Frequently asked questions
- What is a iron condor on DH?
- A iron condor on DH is the iron condor strategy applied to DH (stock). The strategy is structurally neutral / range-bound: An iron condor sells a call spread and a put spread at strikes outside spot, collecting net premium that is kept if the underlying stays inside the inner short strikes. With DH stock trading near $0.83, the strikes shown on this page are snapped to the nearest listed DH chain strike and the premiums come straight from the end-of-day bid/ask midpoint.
- How are DH iron condor max profit and max loss calculated?
- Max profit equals the net credit times 100 inside the inner strikes; max loss equals wing width minus credit times 100. Two breakevens at inner strikes plus and minus the credit. For the DH iron condor priced from the end-of-day chain at a 30-day expiry (ATM IV 27.40%), the computed maximum profit is unbounded per contract and the computed maximum loss is unbounded per contract.

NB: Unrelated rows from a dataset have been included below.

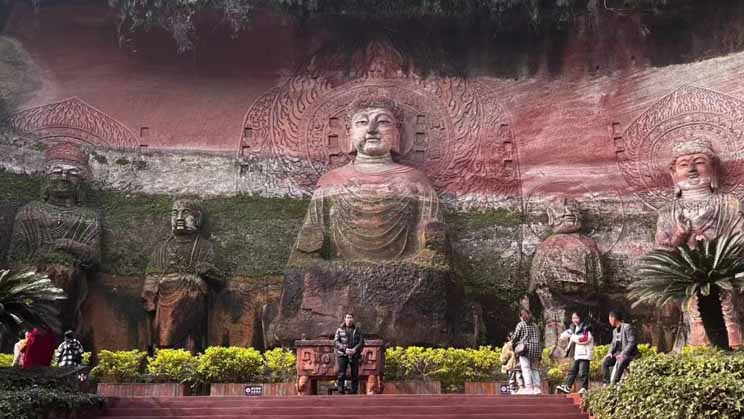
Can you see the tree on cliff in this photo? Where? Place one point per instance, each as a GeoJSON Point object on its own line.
{"type": "Point", "coordinates": [684, 275]}
{"type": "Point", "coordinates": [184, 19]}
{"type": "Point", "coordinates": [28, 300]}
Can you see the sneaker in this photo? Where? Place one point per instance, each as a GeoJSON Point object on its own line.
{"type": "Point", "coordinates": [563, 389]}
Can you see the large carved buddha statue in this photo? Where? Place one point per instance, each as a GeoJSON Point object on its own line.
{"type": "Point", "coordinates": [566, 270]}
{"type": "Point", "coordinates": [373, 243]}
{"type": "Point", "coordinates": [179, 275]}
{"type": "Point", "coordinates": [57, 235]}
{"type": "Point", "coordinates": [699, 211]}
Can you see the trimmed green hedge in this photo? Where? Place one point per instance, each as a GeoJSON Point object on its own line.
{"type": "Point", "coordinates": [449, 365]}
{"type": "Point", "coordinates": [215, 365]}
{"type": "Point", "coordinates": [37, 393]}
{"type": "Point", "coordinates": [696, 384]}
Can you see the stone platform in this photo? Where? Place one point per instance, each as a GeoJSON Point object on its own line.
{"type": "Point", "coordinates": [452, 406]}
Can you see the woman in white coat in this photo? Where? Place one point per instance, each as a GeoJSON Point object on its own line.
{"type": "Point", "coordinates": [583, 342]}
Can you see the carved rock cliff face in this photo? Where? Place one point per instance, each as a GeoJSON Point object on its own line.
{"type": "Point", "coordinates": [593, 118]}
{"type": "Point", "coordinates": [396, 301]}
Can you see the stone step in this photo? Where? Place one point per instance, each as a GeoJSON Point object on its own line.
{"type": "Point", "coordinates": [380, 415]}
{"type": "Point", "coordinates": [347, 407]}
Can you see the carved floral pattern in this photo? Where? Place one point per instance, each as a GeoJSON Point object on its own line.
{"type": "Point", "coordinates": [74, 120]}
{"type": "Point", "coordinates": [453, 130]}
{"type": "Point", "coordinates": [644, 150]}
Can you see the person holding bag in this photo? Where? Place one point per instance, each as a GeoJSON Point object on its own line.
{"type": "Point", "coordinates": [582, 341]}
{"type": "Point", "coordinates": [529, 351]}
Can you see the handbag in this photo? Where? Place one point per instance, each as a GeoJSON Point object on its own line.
{"type": "Point", "coordinates": [520, 349]}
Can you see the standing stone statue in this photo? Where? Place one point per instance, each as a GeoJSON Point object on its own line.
{"type": "Point", "coordinates": [566, 271]}
{"type": "Point", "coordinates": [699, 211]}
{"type": "Point", "coordinates": [373, 243]}
{"type": "Point", "coordinates": [58, 235]}
{"type": "Point", "coordinates": [178, 279]}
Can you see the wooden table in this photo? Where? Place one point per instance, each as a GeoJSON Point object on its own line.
{"type": "Point", "coordinates": [316, 360]}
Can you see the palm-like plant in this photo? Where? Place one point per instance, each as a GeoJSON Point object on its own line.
{"type": "Point", "coordinates": [28, 300]}
{"type": "Point", "coordinates": [682, 274]}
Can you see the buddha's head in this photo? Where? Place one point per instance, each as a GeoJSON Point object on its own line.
{"type": "Point", "coordinates": [66, 169]}
{"type": "Point", "coordinates": [694, 165]}
{"type": "Point", "coordinates": [186, 217]}
{"type": "Point", "coordinates": [564, 215]}
{"type": "Point", "coordinates": [374, 127]}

Live intraday quotes will differ as the chain moves through the trading session.
- What is the breakeven for a DH iron condor?
- The breakeven for the DH iron condor priced on this page is no defined breakeven on the modeled curve at expiration, derived from end-of-day chain premiums. Breakeven is the underlying price at which the strategy's P&L crosses zero ignoring transaction costs and assignment risk. The current DH market-implied 1-standard-deviation expected move is approximately 7.86%; if the move sits well outside the breakeven distance, the structure's risk-reward becomes correspondingly tighter.
- When should you consider a iron condor on DH?
- Iron condors on DH are a delta-neutral premium-collection structure that profits if DH stock stays inside the inner short strikes; short strikes typically sit near 1 standard deviation from spot.
- How does current DH implied volatility affect this iron condor?
- DH ATM IV is at 27.40% with IV rank near 2.24%, which is on the low end of its 1-year range. Premium-buying structures (long call, long put, debit spreads) are relatively cheap in this regime; premium-selling structures collect less credit per unit risk.